Polydopamine nanospheres coated with bovine serum albumin permit enhanced cell differentiation: fundamental mechanism and practical application for protein coating formation

This article was originally published here

Nanoscale. 2021 Nov 30. doi: 10.1039/d1nr07469e. Online ahead of print.


Protein coating is a strategy for modifying and improving the surface functional properties of nanomaterials. However, the underlying mechanism behind protein coating formation, which is essential for its practical applications, remains largely unknown. Herein, we investigate the fundamental molecular mechanism of protein coating formation. Polydopamine nanospheres (PDANS) coated with bovine serum albumin (BSA) are examined in this study due to their wide biomedical potential. Our results demonstrate that BSAs can flexibly bind to PDANS and maintain their structural dynamicity.
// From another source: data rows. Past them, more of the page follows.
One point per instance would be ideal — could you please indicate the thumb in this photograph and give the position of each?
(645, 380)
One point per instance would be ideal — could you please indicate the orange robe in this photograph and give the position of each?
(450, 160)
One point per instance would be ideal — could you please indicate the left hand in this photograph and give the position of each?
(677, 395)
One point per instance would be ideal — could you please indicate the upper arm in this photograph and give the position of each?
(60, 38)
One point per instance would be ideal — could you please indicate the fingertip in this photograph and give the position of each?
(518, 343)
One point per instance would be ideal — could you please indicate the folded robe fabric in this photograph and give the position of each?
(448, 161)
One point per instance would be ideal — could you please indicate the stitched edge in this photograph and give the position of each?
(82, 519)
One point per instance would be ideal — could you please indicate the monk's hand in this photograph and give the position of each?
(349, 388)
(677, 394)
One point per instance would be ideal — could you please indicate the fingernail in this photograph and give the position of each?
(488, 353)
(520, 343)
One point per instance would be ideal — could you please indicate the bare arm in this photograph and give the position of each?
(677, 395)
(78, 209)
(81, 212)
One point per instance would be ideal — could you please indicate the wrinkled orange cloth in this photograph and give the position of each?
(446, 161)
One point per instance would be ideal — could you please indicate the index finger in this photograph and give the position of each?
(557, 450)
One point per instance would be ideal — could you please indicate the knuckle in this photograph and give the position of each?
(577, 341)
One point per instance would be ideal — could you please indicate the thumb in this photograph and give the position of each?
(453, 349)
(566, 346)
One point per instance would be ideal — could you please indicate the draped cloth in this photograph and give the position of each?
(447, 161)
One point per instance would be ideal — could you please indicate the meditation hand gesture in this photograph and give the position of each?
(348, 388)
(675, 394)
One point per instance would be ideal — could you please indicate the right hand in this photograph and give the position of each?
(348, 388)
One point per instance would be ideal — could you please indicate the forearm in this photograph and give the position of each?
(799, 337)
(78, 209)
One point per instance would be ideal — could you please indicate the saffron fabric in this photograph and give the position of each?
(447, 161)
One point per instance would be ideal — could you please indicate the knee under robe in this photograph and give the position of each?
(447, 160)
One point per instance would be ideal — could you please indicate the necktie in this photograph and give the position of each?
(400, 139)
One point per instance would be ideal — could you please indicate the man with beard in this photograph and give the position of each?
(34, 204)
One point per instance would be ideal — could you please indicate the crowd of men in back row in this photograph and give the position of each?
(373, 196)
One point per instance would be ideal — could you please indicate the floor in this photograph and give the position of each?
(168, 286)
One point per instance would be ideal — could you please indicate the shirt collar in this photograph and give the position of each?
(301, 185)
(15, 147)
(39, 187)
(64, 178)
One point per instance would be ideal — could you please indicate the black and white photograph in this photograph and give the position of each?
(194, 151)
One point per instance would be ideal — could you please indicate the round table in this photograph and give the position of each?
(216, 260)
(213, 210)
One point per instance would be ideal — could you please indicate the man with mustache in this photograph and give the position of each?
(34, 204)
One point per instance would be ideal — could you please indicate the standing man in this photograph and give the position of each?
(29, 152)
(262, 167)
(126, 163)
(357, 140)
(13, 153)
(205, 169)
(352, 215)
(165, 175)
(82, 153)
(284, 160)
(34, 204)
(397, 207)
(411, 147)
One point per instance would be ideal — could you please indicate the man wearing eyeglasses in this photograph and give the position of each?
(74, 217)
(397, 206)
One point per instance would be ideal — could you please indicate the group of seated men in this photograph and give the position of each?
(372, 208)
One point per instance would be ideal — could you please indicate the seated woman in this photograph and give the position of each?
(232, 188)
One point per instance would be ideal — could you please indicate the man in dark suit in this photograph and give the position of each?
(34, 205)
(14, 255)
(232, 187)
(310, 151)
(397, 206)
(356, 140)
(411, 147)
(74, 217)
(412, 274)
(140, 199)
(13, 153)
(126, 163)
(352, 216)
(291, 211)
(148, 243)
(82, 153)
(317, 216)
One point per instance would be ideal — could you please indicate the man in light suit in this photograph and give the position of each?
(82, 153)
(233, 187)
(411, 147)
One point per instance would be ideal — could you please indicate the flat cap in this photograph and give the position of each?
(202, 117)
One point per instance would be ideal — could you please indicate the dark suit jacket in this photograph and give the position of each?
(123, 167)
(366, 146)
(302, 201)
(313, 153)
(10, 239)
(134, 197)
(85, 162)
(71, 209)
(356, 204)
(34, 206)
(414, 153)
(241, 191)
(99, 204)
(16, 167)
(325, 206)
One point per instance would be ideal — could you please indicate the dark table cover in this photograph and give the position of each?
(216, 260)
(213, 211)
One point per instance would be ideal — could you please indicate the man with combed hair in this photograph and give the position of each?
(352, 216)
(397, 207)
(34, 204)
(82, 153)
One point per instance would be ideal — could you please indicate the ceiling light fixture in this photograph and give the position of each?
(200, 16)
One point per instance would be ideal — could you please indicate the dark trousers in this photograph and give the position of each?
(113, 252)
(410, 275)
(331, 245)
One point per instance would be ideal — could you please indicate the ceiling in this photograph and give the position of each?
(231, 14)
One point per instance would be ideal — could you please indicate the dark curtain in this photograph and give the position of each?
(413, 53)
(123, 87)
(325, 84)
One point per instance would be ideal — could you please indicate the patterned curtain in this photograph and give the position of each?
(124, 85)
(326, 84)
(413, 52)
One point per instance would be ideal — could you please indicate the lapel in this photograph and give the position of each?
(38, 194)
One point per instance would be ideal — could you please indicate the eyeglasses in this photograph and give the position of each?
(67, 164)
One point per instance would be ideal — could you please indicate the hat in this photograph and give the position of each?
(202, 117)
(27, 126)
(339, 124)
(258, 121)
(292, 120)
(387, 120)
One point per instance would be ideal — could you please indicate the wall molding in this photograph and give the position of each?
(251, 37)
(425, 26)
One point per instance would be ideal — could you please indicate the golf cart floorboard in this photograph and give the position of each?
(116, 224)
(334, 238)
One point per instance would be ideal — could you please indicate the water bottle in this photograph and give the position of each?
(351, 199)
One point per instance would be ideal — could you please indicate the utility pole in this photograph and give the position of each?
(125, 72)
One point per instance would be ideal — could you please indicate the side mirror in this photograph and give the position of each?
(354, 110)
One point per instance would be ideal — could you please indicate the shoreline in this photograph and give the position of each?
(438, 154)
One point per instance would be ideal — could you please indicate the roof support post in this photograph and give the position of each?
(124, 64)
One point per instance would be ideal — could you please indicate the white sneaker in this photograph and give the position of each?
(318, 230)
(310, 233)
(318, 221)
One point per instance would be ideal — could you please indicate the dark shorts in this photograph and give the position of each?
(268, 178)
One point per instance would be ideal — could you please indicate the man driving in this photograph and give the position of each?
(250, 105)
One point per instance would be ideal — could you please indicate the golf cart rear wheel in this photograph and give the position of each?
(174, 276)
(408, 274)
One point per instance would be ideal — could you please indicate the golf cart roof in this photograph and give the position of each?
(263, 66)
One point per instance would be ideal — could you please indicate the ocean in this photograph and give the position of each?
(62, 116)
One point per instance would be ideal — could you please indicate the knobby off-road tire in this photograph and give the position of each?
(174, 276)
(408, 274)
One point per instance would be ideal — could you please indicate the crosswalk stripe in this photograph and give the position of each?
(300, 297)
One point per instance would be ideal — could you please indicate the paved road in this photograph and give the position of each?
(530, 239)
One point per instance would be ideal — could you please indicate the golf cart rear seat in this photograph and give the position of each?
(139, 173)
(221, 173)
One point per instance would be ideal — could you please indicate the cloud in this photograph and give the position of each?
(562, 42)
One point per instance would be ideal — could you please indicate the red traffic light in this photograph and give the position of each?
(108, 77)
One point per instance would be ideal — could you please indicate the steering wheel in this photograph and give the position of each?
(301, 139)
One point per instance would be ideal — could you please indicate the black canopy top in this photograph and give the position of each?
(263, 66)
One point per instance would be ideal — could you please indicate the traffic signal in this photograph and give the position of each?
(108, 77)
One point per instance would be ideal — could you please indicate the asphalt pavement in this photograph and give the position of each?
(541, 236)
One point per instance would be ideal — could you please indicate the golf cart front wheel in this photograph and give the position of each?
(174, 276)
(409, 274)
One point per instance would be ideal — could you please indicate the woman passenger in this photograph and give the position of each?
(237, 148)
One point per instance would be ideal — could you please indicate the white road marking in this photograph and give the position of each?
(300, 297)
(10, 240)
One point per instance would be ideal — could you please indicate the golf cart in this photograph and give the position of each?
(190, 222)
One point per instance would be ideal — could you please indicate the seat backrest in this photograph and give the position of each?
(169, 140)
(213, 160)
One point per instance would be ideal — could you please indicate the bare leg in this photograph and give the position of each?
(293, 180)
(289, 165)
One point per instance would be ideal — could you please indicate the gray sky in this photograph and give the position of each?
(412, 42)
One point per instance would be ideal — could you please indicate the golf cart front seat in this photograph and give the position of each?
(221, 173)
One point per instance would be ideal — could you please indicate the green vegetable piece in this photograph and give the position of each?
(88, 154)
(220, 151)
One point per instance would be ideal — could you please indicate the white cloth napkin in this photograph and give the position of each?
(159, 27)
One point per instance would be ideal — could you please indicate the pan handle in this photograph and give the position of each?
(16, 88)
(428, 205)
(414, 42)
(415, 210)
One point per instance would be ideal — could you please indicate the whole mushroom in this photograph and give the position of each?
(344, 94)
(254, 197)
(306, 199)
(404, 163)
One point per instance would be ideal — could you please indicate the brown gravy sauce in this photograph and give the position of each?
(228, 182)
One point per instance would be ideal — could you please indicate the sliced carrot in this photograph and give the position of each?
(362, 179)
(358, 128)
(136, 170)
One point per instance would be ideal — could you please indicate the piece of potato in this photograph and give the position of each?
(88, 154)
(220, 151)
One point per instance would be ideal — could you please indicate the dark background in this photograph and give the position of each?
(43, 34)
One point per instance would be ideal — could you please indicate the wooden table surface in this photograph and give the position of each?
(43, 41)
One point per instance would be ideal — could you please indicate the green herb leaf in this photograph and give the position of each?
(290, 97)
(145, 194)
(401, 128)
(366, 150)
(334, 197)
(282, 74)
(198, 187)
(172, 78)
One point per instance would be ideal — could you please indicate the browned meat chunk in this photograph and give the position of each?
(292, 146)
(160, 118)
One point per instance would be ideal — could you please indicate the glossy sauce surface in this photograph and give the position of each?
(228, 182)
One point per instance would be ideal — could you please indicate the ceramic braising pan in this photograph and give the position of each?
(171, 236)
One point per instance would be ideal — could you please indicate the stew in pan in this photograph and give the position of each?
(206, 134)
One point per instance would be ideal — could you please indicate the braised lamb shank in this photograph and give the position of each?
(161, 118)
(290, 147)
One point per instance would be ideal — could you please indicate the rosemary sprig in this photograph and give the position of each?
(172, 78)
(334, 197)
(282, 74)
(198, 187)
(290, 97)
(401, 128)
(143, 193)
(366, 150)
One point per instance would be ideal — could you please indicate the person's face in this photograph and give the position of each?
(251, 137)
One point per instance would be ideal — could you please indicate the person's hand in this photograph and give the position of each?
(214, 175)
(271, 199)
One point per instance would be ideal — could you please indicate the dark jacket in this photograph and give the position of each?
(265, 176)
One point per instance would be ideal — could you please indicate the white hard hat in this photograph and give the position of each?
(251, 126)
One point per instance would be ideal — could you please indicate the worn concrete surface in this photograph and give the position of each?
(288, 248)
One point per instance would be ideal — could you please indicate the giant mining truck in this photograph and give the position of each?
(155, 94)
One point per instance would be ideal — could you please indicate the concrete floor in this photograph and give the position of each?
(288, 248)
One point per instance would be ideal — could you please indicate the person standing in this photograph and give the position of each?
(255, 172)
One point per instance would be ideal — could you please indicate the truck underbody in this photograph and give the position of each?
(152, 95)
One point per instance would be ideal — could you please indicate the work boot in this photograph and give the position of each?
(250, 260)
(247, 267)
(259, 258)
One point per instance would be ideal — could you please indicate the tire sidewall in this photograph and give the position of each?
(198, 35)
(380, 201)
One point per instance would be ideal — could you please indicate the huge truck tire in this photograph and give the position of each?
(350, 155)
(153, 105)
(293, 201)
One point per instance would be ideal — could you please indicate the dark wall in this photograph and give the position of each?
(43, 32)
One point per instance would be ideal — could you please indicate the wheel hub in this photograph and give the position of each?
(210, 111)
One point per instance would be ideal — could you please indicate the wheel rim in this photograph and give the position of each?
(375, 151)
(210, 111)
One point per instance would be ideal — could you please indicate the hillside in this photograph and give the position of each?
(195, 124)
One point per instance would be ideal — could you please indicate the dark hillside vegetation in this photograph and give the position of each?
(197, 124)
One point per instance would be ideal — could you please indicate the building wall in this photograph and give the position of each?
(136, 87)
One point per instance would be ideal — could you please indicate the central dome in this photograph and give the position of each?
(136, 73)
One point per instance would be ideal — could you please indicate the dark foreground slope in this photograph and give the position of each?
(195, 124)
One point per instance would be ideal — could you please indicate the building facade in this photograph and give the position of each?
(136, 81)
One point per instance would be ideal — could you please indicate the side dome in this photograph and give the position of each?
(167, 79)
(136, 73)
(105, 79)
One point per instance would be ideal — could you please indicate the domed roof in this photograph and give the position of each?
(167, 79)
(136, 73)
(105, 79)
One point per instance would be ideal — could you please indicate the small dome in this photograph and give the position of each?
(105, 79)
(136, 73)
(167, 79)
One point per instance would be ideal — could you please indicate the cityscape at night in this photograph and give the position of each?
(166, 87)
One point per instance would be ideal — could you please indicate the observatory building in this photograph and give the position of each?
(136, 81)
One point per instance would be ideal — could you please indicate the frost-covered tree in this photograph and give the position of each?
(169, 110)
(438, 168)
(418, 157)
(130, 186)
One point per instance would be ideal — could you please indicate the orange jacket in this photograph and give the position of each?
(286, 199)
Our findings unveil that regular structure formation arises from BSAs lateral interactions via electrostatic forces. Notably, the protein coating modified PDANS surface enhances cell adhesion and proliferation as well as osteogenic differentiation. Such an enhancement is attributed to complementary surface properties provided by the dynamic PDANS-BSA complex and regular structure caused by BSA-BSA interactions in protein coating formation. This study provides a fundamental understanding of the molecular mechanism of protein coating formation, which facilitates the further development of functional protein-coated nanomaterials and guides the bioengineering decision making for biomedical applications, especially in bone tissue engineering.